The celts of other materials than flint, and ground only at the edge, are of rarer occurrence than those in flint. That engraved as Fig. 41 was found at Grindale, near Bridlington. It is of felstone, and is remarkable as being so much curved in the direction of its length. I have another smaller specimen from the same place, but the blade is straight. The edge, however, is slightly gouge-like.

Mr. J. W. Brooke has a small adze of flint (21/4 inches) in outline almost identical with Fig. 41. It came from near Aldbourne, Wilts.
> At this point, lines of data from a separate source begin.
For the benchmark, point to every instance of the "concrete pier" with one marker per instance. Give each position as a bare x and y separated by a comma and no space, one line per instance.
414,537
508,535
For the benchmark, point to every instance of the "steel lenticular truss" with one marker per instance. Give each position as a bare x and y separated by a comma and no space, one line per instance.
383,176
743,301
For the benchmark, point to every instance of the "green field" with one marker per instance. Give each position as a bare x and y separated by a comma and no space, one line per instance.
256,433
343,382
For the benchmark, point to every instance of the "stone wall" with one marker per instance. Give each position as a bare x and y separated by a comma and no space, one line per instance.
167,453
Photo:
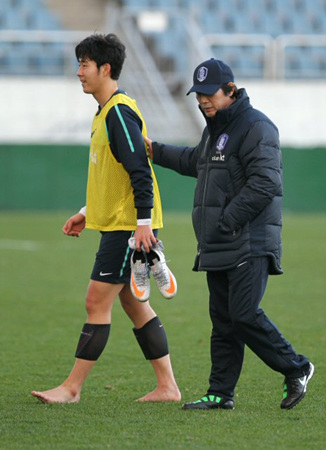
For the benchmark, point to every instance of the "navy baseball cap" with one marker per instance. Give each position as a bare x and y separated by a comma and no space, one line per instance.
210,75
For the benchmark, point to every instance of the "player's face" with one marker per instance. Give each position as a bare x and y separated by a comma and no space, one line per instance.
211,104
90,76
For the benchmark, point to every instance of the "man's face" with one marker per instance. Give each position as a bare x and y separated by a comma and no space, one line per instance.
90,76
211,104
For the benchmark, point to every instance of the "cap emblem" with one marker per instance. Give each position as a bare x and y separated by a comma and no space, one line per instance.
202,73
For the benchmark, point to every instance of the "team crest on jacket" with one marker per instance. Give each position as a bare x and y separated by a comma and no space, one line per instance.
221,142
202,73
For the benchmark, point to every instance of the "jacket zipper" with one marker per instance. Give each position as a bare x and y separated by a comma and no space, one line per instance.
203,196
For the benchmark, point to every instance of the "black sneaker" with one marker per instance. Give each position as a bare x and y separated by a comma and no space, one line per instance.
295,389
210,402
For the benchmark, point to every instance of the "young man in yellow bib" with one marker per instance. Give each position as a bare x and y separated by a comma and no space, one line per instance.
123,201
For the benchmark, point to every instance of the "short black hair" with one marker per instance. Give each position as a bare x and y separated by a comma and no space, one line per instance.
227,89
103,49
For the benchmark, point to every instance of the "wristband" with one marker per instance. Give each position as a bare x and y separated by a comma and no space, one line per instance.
144,222
83,211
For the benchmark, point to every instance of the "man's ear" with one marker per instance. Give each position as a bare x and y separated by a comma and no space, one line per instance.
106,69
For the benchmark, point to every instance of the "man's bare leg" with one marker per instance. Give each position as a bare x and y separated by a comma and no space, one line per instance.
167,389
140,313
99,301
69,390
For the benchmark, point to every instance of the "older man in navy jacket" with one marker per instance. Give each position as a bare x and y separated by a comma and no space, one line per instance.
237,218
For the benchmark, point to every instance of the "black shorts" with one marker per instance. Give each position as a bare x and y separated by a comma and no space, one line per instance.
112,263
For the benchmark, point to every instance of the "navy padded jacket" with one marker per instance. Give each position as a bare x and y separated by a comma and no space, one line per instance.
237,210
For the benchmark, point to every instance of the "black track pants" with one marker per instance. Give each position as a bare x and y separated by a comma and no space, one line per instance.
238,320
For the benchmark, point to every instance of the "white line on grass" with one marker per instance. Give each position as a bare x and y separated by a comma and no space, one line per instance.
13,244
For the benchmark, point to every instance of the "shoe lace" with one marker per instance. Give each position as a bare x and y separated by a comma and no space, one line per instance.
292,385
161,275
141,275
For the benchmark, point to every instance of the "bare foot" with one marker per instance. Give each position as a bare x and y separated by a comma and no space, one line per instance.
162,395
60,394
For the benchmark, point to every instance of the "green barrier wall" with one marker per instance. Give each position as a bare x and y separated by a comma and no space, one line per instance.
53,177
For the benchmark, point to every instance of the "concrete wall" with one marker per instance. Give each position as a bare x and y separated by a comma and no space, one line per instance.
57,111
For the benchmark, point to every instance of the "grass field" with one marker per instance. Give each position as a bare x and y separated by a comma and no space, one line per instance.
44,276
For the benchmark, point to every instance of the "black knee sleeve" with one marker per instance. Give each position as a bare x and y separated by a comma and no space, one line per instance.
152,339
92,341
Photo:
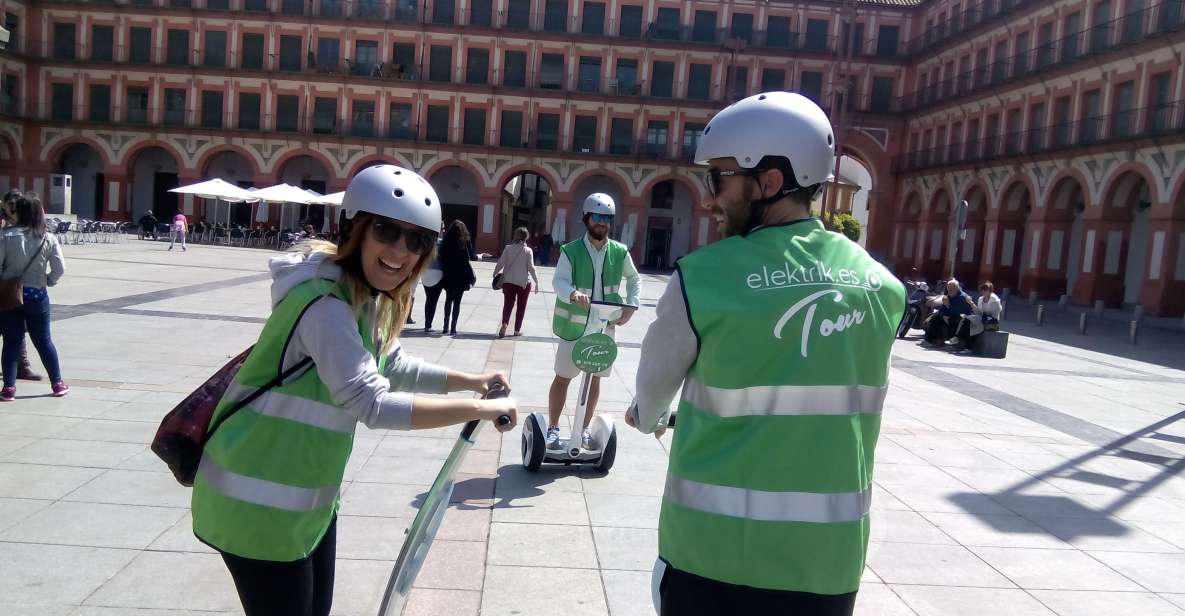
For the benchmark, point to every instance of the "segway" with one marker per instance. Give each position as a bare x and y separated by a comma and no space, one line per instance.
428,519
593,353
Fig. 41.—Grindale, Bridlington.1/2 Fig. 42.—North Burton.1/2

Another of these instruments expanding towards the edge, and apparently adapted for insertion in a socket, is shown in Fig. 42. It is made of hone-stone, and the flat butt is the result of a natural joint in the stone. It was found at North Burton, in the East Riding of Yorkshire, and is in the Greenwell Collection, where is also a celt of greenstone much like Fig. 41, found in a barrow with a burnt interment on Seamer Moor, Yorkshire; and another of the same class, 33/4 inches long and 23/4 inches wide, also from Seamer Moor. A third specimen, rather smaller, was found in a barrow at Uncleby, Yorkshire. One of greenstone, 21/2 inches long, and nearly triangular in outline, was found near Keswick, and is in the Blackmore Museum. A longer adze of greenstone, considerably curved in the blade, lay in company with various implements of flint in some sand-beds near York.[1] In the Mayer Collection at Liverpool is a celt of clay-slate, 4 inches long and ground at the edge, found at Toxteth. In the collection of the late Mr. J. F. Lucas, of Fenny Bentley Hall, near Ashbourne, were two celts (51/2 and 7 inches) of the same type as Fig. 35, but more adze-like in character, and formed of felstone. They were found on Middleton Moor, and at Wormhill, near Buxton, Derbyshire.

In my own collection, is a greenstone celt with the sides sharp and nearly parallel, 71/2 inches long and nearly 3 inches broad, with a semi-circular edge partly ground, found at Shrub Hill, Feltwell, Norfolk.

  1. Journ. Ethnol. Soc., 1869, vol. ii., fig. 7.